Initially you might be disappointed to learn that dynamic types aren’t supported in LINQ. LINQ relies exclusively on extension methods to carry out each query expression operation. Extension methods cannot be resolved at runtime due to the lack of information in the compiled assembly. Extension methods are introduced into scope by adding the assembly containing the extension into scope via a using clause, which is available at compile time for method resolutions, but not available at runtime—hence no LINQ support. However, this only means you can’t define collection types as dynamic, but you can use dynamic types at the instance level (the types in the collections being queried), as you will see in the following example.

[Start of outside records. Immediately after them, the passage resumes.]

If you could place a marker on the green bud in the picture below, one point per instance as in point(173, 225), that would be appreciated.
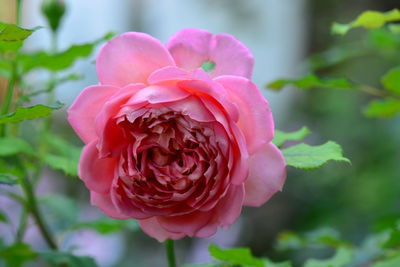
point(53, 10)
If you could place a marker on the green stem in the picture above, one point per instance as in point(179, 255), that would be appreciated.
point(169, 247)
point(9, 96)
point(23, 222)
point(34, 210)
point(19, 12)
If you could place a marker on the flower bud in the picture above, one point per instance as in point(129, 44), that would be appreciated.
point(53, 10)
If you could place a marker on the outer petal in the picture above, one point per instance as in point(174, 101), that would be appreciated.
point(226, 212)
point(130, 58)
point(255, 116)
point(266, 177)
point(103, 201)
point(97, 173)
point(85, 108)
point(152, 228)
point(192, 47)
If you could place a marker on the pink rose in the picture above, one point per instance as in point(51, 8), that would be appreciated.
point(179, 149)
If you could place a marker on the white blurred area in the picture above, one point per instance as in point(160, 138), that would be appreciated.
point(274, 30)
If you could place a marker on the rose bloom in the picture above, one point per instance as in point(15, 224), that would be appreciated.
point(179, 149)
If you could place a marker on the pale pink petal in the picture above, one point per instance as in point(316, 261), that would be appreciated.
point(110, 134)
point(130, 58)
point(267, 175)
point(255, 116)
point(213, 92)
point(87, 105)
point(192, 47)
point(152, 228)
point(174, 74)
point(230, 207)
point(103, 201)
point(154, 94)
point(97, 173)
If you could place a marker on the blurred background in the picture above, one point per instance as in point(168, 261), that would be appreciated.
point(282, 34)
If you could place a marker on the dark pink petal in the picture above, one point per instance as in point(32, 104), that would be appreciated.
point(130, 58)
point(255, 116)
point(103, 201)
point(188, 224)
point(87, 105)
point(192, 47)
point(152, 228)
point(97, 173)
point(267, 175)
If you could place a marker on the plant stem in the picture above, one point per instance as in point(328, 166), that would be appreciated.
point(9, 96)
point(169, 247)
point(23, 221)
point(19, 12)
point(34, 210)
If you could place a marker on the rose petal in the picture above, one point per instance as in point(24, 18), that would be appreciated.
point(188, 224)
point(130, 58)
point(103, 201)
point(267, 175)
point(110, 134)
point(225, 213)
point(255, 116)
point(152, 228)
point(87, 105)
point(174, 74)
point(192, 47)
point(155, 94)
point(97, 173)
point(205, 224)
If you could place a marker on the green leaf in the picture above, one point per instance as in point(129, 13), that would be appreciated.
point(310, 81)
point(289, 240)
point(17, 254)
point(390, 262)
point(212, 264)
point(342, 257)
point(368, 20)
point(281, 137)
point(61, 60)
point(68, 165)
point(58, 258)
point(391, 80)
point(30, 113)
point(12, 33)
point(61, 211)
point(384, 108)
point(394, 239)
point(8, 179)
point(240, 256)
point(11, 146)
point(326, 237)
point(268, 263)
point(208, 66)
point(306, 157)
point(64, 156)
point(107, 225)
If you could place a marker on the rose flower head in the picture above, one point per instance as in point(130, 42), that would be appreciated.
point(177, 148)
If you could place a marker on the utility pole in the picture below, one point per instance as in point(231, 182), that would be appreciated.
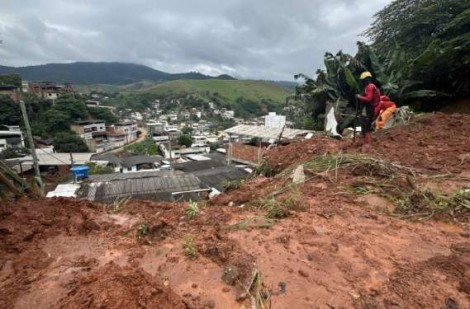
point(33, 150)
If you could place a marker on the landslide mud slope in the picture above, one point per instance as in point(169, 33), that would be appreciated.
point(364, 235)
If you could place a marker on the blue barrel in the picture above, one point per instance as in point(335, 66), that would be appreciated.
point(79, 172)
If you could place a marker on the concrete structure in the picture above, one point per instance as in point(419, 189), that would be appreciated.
point(266, 133)
point(10, 137)
point(228, 114)
point(48, 90)
point(159, 185)
point(128, 128)
point(12, 91)
point(86, 128)
point(155, 128)
point(140, 163)
point(92, 103)
point(274, 121)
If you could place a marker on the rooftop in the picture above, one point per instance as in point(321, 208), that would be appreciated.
point(141, 159)
point(86, 122)
point(217, 177)
point(166, 188)
point(268, 133)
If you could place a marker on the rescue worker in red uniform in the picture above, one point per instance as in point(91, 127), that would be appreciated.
point(368, 103)
point(384, 111)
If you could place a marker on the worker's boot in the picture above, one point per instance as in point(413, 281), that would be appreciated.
point(368, 138)
point(367, 145)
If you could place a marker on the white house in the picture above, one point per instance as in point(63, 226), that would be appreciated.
point(129, 128)
point(274, 121)
point(10, 137)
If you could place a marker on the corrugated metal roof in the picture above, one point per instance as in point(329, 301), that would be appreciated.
point(154, 188)
point(218, 177)
point(140, 159)
point(124, 176)
point(262, 132)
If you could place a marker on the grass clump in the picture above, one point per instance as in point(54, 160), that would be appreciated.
point(263, 169)
point(143, 230)
point(427, 204)
point(281, 207)
point(192, 210)
point(189, 247)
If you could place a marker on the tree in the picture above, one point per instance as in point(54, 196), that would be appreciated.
point(13, 152)
point(10, 79)
point(412, 24)
point(185, 140)
point(103, 114)
point(71, 107)
point(435, 36)
point(187, 130)
point(55, 121)
point(67, 142)
point(10, 113)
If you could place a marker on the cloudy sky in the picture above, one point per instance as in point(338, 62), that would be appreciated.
point(257, 39)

For this example we create a type that allows comma delimited text files to be read and queried in an elegant way, often useful when importing data from another application. By “elegant” I mean not hard-coding any column name definitions into string literals in our importing code, but rather, allowing direct access to fields just like they are traditional property accessors. This type of interface is often called a fluent interface. Given the sample CSV file content shown in Listing 8-5, the intention is to allow coders to directly reference the data columns in each row by their relevant header names, defined in the first row—that is FirstName, LastName, and State.

Listing 8-5. Comma separated value (CSV) file content used as example content

image

The first row contains the column names for each row of the file, and this particular implementation expects this to always be the case. When writing LINQ queries against files of this format, referring to each row value in a column by the header name makes for easily comprehensible queries. The goal is to write the code shown in Listing 8-6, and this code compiling without a specific backing class from every CSV file type to be processed. (Think of it like coding against a dynamic anonymous type for the given input file header definition.)

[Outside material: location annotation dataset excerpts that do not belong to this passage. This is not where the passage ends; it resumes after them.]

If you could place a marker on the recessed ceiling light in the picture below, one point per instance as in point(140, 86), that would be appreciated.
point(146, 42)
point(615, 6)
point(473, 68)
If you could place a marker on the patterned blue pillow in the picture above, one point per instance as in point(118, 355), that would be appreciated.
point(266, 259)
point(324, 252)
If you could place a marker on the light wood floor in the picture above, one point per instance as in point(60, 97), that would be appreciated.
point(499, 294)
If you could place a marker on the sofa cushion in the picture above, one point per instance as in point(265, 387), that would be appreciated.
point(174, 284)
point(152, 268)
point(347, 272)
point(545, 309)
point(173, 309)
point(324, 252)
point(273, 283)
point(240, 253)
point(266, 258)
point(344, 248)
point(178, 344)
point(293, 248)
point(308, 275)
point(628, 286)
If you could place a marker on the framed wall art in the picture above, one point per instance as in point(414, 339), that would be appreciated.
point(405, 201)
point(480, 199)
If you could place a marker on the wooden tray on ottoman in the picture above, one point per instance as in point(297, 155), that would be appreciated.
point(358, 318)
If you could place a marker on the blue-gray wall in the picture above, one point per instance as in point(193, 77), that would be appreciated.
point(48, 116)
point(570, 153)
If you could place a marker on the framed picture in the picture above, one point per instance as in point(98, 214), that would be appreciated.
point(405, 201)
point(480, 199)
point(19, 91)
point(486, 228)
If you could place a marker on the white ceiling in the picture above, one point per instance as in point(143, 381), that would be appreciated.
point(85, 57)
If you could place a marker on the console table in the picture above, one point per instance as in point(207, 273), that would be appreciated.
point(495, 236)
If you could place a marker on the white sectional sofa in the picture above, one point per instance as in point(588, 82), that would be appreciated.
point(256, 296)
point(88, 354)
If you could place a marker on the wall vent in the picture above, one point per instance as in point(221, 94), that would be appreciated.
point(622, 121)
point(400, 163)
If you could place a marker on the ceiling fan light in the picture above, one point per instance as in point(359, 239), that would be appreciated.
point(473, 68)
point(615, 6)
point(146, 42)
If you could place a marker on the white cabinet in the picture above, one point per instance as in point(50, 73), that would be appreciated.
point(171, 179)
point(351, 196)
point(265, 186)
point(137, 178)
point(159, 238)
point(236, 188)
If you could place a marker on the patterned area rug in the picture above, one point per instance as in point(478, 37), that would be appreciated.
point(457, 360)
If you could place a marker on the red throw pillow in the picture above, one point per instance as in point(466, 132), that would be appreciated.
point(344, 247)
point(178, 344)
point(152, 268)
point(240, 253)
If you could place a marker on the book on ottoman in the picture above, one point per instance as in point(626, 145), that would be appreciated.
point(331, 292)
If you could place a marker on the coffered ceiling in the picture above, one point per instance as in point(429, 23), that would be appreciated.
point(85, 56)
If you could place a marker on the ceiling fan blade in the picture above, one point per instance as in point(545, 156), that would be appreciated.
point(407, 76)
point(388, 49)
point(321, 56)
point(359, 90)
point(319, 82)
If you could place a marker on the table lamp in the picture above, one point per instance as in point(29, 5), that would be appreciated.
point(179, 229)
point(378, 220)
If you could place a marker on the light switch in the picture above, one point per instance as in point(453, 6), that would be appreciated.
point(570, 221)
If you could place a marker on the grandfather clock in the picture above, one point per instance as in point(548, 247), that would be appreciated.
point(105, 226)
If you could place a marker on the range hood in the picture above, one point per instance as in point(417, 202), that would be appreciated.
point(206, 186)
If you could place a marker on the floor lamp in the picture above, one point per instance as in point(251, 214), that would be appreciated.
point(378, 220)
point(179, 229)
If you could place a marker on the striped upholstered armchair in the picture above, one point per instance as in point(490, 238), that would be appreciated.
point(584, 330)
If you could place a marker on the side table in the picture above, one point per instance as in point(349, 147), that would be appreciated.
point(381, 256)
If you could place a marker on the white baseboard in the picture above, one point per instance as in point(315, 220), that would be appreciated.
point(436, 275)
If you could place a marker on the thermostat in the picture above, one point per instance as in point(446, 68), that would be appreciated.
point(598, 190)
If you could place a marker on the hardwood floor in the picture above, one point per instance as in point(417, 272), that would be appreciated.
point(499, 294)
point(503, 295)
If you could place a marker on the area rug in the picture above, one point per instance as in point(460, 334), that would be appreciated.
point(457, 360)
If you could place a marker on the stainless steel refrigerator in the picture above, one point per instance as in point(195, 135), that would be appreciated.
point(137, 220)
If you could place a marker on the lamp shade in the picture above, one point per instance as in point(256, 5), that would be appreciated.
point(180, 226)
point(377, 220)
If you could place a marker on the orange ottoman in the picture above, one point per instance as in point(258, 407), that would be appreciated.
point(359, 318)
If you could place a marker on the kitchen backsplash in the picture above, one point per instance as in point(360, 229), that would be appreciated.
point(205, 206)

Listing 8-6. Query code fluently reading CSV file content without a specific backing class

image

Dynamic typing enables us to do just that and with remarkably little code. The tradeoff is that any property name access isn’t tested for type safety or existence during compile time. (The first time you will see an error is at runtime.) To fulfill the requirement of not wanting a backing class for each specific file, the line type shown previously must be of type dynamic. This is necessary to avoid the compile-time error that would be otherwise reported when accessing the State and LastName properties, which don’t exist.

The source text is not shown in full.